Goldman Sachs Research lowered its year-end forecast for OPEC+ production, excluding Russia, by 1 million barrels a day after the announcement of voluntary production cuts by nine member countries including Saudi Arabia, Kuwait and the UAE.
A lack of investment in oil production in other parts of the world, combined with the elevated market share of the OPEC+ countries and inelastic demand has given OPEC the ability to put a floor under prices, energy economist Daan Struyven wrote in a report on what he terms “the OPEC put.” If oil demand is strong, the group can increase production, but if demand is soft, it can keep production restrained and limit the downside for prices.
Oil prices had been falling since the failure of Silicon Valley Bank, but OPEC+’s surprise intervention spurred a rally of about $5 a barrel in the initial days following the news. An energy official in Saudi Arabia described OPEC+’s cut as a “precautionary measure aimed at supporting the stability of the oil market.”
Goldman Sachs Research increased its price forecast for Brent crude, the global benchmark, to $95 ($90 previously) per barrel by the end of 2023. A combination of significantly lower OPEC+ supply, slightly lower global demand and the modest release of French strategic petroleum reserves were factors in the forecast change.

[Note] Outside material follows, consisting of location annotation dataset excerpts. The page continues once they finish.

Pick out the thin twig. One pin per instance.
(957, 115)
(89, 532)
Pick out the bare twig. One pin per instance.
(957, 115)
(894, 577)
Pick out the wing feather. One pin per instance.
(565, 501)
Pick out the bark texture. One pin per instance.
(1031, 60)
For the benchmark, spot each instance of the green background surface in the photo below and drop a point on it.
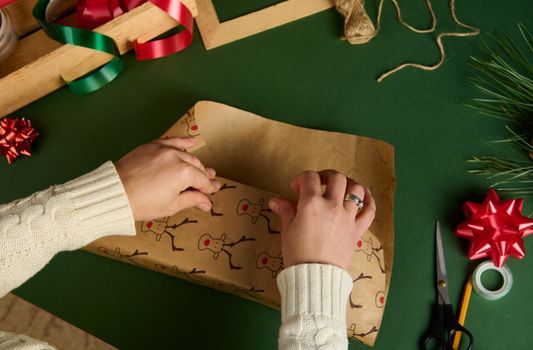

The cut in oil output will likely, on net, increase Saudi Arabia and OPEC+ oil revenues, according to GS Research models. Our economists estimate that a 7% boost in oil prices because of this cut, and the modest reduction in production costs, will more than offset the losses from OPEC+ selling less oil.
Political considerations likely played a role in the decision, Struyven wrote. The U.S. announced a surprising 26-million-barrel additional release of its strategic petroleum reserve in February and said it will not refill its reserves in fiscal year 2023, while France (following strikes) also released petroleum reserves.